Anthropic breaks through the blockade: Mythos 5 gets the "green light" for the top 100 US organizations
The US administration has officially lifted export restrictions on Anthropic's Claude Mythos 5 model. This decision, made on Friday, opens access to the advanced AI system for over a hundred leading American corporations and government agencies. In effect, this concludes a two-week standoff between the White House and the developer.
Commerce Secretary Howard Lutnick confirmed in a letter to Anthropic's CTO Tom Brown that transferring Mythos 5 to organizations on the "Appendix A" list no longer requires a special license. According to him, the current security measures are deemed sufficient for working with verified partners.
A long road to unblocking
As a reminder, both models — Mythos and Fable — were forcibly shut down after one of Anthropic's largest investors, Amazon, expressed serious concerns about their safety. The company's researchers warned that Fable 5 is potentially vulnerable to hacking for dangerous purposes. Until today, Mythos was used exclusively within the Glasswing program — a vulnerability research project involving about 150 organizations from 15 countries.
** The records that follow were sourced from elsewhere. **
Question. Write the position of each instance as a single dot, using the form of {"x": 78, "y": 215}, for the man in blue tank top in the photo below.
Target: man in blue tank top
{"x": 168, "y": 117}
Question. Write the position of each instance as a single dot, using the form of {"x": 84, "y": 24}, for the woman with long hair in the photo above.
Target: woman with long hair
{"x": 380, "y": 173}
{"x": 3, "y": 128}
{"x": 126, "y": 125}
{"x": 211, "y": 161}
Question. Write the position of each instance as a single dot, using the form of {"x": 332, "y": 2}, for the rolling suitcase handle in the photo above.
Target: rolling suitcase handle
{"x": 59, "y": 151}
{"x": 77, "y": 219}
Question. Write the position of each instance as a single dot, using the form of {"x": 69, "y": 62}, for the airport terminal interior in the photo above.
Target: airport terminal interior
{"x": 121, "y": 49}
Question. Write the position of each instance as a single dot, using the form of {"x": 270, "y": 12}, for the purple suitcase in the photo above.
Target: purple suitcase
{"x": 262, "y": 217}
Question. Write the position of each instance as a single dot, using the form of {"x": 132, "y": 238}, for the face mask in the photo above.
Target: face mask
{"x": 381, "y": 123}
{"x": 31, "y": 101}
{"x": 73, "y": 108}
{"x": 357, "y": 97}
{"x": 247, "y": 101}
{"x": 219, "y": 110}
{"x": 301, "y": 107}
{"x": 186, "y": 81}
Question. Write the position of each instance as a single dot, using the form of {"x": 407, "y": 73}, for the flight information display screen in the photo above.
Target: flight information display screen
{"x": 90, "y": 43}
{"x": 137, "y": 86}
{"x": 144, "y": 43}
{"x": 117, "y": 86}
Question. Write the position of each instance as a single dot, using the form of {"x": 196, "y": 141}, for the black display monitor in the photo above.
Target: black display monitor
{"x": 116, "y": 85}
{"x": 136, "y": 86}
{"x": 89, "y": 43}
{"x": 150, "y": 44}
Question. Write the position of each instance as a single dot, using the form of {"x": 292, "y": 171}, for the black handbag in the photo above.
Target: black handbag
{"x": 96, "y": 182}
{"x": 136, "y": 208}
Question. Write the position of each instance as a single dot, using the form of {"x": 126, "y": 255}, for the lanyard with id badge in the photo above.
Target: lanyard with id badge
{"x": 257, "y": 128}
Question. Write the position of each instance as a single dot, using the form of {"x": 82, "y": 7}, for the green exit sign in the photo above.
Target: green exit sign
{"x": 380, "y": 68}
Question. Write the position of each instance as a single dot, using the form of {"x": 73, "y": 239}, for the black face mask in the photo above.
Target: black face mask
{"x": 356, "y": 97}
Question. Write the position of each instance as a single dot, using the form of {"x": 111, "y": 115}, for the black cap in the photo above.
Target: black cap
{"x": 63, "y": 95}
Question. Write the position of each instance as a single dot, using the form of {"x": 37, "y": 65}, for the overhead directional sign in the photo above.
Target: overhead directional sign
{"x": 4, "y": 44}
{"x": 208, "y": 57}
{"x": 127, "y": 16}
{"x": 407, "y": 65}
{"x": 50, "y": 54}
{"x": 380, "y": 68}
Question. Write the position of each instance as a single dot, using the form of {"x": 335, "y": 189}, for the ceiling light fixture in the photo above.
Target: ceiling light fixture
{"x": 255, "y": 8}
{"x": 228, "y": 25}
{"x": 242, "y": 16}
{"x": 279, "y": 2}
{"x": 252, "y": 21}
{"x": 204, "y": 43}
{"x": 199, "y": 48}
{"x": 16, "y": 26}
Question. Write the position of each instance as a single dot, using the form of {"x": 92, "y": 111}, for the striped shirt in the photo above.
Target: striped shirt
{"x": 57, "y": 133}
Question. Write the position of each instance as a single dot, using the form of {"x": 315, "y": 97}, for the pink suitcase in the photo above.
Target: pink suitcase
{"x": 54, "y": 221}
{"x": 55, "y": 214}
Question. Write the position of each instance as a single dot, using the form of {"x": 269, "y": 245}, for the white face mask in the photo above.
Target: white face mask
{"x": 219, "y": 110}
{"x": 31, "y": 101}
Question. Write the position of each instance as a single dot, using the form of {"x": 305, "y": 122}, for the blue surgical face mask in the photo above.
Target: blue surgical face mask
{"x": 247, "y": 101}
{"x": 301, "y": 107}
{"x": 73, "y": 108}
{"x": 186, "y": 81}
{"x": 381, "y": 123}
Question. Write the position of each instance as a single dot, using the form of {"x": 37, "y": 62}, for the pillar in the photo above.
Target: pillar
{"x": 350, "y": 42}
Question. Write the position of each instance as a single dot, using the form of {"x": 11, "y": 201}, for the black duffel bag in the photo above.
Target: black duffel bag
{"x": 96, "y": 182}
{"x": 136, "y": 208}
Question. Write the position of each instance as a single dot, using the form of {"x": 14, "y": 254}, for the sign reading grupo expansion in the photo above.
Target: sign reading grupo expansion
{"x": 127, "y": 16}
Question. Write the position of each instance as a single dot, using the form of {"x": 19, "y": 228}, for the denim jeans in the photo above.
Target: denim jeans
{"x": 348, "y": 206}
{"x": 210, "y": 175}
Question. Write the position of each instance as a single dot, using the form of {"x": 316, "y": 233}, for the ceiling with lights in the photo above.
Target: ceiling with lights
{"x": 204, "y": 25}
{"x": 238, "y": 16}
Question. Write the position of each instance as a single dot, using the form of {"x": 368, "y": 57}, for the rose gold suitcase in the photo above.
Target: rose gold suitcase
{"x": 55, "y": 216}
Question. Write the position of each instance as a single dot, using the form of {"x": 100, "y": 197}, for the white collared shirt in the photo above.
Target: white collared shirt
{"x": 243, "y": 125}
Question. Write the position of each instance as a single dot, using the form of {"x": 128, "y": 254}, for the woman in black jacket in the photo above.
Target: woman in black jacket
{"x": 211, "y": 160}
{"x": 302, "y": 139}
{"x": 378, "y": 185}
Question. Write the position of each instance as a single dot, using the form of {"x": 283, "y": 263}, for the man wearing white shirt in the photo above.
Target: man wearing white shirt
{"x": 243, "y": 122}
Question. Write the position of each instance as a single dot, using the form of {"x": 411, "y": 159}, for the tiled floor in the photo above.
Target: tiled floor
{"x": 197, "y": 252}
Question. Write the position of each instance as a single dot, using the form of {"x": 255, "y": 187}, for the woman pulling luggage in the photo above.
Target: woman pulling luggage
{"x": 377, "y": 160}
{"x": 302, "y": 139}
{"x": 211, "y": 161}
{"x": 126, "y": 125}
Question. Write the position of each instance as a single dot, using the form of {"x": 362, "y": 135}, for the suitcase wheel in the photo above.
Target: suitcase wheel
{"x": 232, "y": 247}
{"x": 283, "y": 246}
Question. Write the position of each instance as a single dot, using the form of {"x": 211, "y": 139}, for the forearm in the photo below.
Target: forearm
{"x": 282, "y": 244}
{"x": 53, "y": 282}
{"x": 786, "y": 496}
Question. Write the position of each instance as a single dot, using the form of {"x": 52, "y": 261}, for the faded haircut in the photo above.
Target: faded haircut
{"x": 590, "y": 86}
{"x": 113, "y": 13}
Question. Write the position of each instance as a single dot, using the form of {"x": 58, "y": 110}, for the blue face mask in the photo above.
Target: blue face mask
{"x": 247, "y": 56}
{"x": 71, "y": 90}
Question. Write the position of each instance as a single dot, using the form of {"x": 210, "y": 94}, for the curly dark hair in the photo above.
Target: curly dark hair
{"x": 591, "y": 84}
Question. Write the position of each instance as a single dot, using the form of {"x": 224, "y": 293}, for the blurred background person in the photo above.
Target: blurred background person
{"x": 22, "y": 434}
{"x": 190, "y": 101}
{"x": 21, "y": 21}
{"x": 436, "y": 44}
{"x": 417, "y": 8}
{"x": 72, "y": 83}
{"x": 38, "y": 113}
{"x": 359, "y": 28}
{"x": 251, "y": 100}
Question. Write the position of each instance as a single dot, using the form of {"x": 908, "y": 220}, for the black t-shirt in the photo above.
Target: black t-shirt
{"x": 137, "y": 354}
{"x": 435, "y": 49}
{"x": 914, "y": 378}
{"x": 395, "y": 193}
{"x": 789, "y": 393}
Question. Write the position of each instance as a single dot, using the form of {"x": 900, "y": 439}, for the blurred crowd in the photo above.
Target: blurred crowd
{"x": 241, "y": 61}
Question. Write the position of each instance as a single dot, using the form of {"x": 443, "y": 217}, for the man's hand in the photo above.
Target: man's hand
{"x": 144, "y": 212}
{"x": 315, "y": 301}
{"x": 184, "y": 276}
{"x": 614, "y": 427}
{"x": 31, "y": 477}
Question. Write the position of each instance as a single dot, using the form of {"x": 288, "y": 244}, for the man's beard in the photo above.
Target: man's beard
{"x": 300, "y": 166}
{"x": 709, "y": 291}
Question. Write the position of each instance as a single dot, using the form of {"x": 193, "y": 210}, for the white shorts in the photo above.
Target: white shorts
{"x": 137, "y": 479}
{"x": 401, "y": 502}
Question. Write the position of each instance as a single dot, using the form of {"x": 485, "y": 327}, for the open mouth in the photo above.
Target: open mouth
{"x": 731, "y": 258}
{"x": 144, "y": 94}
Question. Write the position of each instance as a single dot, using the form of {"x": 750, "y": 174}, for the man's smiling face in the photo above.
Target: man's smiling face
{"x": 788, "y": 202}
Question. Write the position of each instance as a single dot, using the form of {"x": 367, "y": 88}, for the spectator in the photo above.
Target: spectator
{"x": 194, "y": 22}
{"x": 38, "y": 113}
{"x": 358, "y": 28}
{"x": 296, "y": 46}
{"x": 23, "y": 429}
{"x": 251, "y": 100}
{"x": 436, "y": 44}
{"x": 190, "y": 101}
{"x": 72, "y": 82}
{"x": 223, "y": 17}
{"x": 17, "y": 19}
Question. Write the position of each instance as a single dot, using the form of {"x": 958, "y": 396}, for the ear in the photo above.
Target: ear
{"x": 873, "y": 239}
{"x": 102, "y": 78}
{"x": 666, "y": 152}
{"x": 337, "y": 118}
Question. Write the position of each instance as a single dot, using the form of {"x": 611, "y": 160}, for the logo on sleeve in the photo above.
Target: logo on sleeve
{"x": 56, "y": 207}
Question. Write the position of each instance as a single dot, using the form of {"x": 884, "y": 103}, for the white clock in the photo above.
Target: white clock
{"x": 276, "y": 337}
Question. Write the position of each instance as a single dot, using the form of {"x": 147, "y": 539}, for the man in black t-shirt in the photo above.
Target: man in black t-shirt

Previously, this model identified critical errors in classified government systems within just a few hours.
Fable 5 remains in the shadows
Unlike Mythos, the fate of the public version of Fable 5 remains unclear. Based on my information, its release process has stalled, and no one is giving exact timelines. Previously, Fable 5 was considered the most powerful publicly available AI tool, but now access to it is closed to the general audience.
The situation is developing against the backdrop of a new regulatory system being formed. On June 2, an executive order was signed creating a voluntary federal review channel for advanced AI models. Developers can submit their solutions for cybersecurity checks 30 days before launch. Simultaneously, Washington is tightening the export of AI chips to China, and now similar requirements are being extended to access to the models themselves.
Notably, OpenAI has followed the same path: on Friday, the company restricted access to the most powerful version of GPT-5.6, named Sol, providing it only to about 20 state-approved partners. The weaker versions, Terra and Luna, became available to the general public.
The key trigger for the blocks, as it turned out, was the concern that the technologies could be obtained by Chinese entities. The focus was on South Korean operator SK Telecom, which was first added to the Glasswing list and then had its access restricted. The company itself denies any connection to China.
Many leaders of major cybersecurity companies urged authorities to abandon restrictive measures. An open letter organized by former Facebook security chief Alex Stamos was signed by executives from Nvidia, Adobe, Zoom, and other giants.
Countries in Europe and other regions are already noting that they have become heavily dependent on Washington's decisions regarding access to new developments. Whether Fable 5 will be next in line for unblocking is a question for the coming days.
My analysis: The decision on Mythos 5 is not just a technical unblocking, but a precedent for shaping a new architecture of global AI control. The US is effectively creating a two-tier system: elite access for "verified" partners and restricted access for everyone else. The cryptocurrency and DeFi market, which actively uses AI for vulnerability analysis, should closely monitor these processes — they will directly impact the availability of cybersecurity tools.